University of Washington researchers built a smartphone app that tracks fetal heart rate as accurately as clinic tools. No extra hardware, no gel, just the phone’s own speaker and microphone.
It’s called DopFone. The system plays an 18kHz tone and listens for the echo. A machine learning model estimates the heart rate from subtle shifts in that reflected sound.
In a study of 23 pregnant patients, the app landed within about 2 beats per minute of a medical-grade Doppler. That’s well inside the 8 BPM margin doctors accept.
The idea is to give more people access to regular fetal monitoring without expensive gear or constant clinic visits. But the tech has limits, and it’s not ready for prime time.
How it works and where it stumbles
You hold the phone’s microphone against your abdomen for one minute. The speaker plays a low tone that travels through tissue. When that sound bounces back, the baby’s heartbeats create tiny frequency shifts the phone picks up.

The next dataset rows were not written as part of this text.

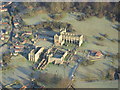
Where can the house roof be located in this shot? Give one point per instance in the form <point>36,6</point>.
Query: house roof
<point>95,53</point>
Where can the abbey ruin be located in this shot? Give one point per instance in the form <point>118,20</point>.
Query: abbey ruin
<point>64,36</point>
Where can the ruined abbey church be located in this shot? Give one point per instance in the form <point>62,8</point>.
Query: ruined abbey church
<point>63,37</point>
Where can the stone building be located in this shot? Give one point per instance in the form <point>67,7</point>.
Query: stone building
<point>52,55</point>
<point>63,36</point>
<point>35,53</point>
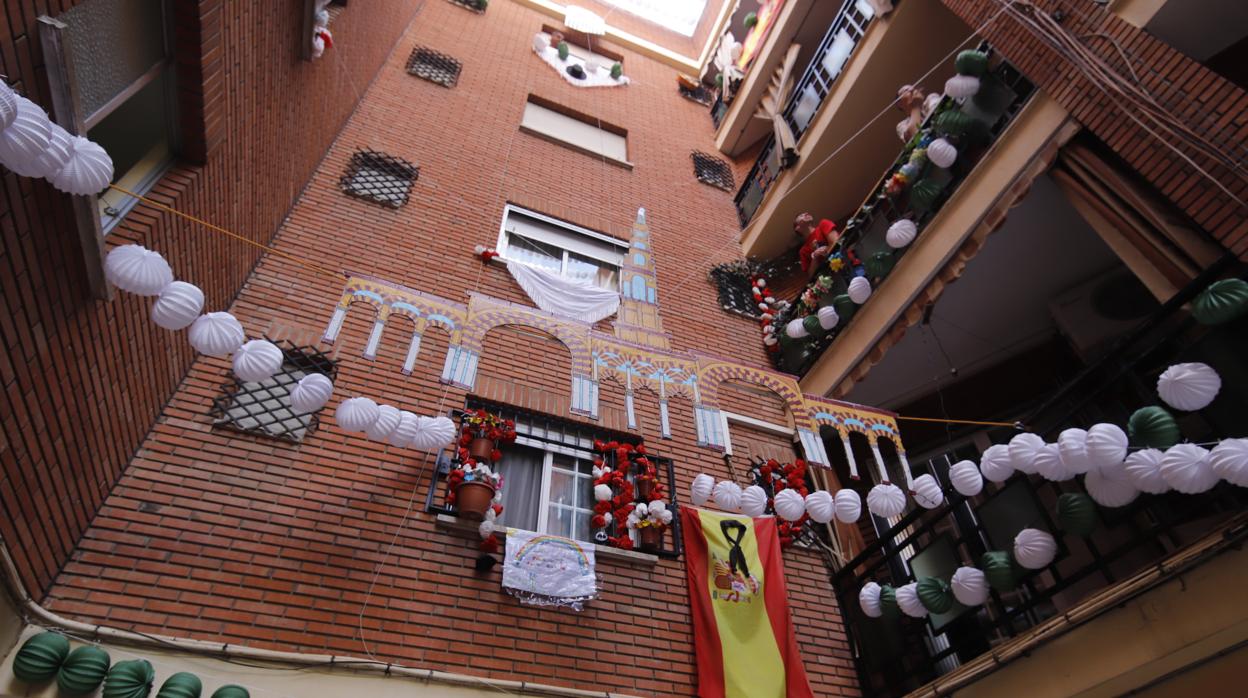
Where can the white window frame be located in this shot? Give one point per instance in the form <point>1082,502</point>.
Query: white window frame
<point>568,232</point>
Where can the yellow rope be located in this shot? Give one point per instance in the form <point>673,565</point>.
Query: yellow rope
<point>336,275</point>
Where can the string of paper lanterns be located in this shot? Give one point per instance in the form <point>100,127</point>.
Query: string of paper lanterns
<point>33,146</point>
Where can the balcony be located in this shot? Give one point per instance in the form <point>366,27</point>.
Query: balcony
<point>835,111</point>
<point>984,121</point>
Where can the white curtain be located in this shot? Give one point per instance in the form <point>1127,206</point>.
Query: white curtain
<point>575,299</point>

The team tested the app on patients between 19 and 39 weeks pregnant. It held up across different phone positions and angles. That matters at home, where nobody’s guiding you. But accuracy dropped slightly for people with higher BMIs. The readings stayed within normal limits, just not as tight.
The study also excluded anyone with an irregular fetal heartbeat. Those are emergencies, not the place for experimental tech. So we don’t know how the app handles abnormal rhythms yet.
What the app can’t do yet
DopFone only works for singleton pregnancies right now. The team hasn’t tested it on twins or triplets. Two heartbeats would complicate the signal.
All testing happened on iPhones in a controlled medical setting. How well does it perform on Android? In a noisy living room? We don’t know yet. The researchers plan to gather more real-world data.
The study focused on the second and third trimesters, with no data for first-trimester monitoring.
And since everyone in the study had healthy heart rates, the app’s ability to flag distress signals like tachycardia is unproven.

When you might actually use it
Don’t look for DopFone in app stores yet. The team needs more data from everyday conditions first. They’re also training the model on more diverse hardware and patient populations.
The long-term vision is a free or low-cost app that works on any phone. That could change things for people in rural areas or low-resource regions where traditional Dopplers are scarce.
It might also help high-risk patients monitor more often between doctor visits. The researchers stress this isn’t a replacement for medical care. If it arrives, it’ll be a measurement tool, not a diagnostic one. You’d still need a doctor to interpret the data.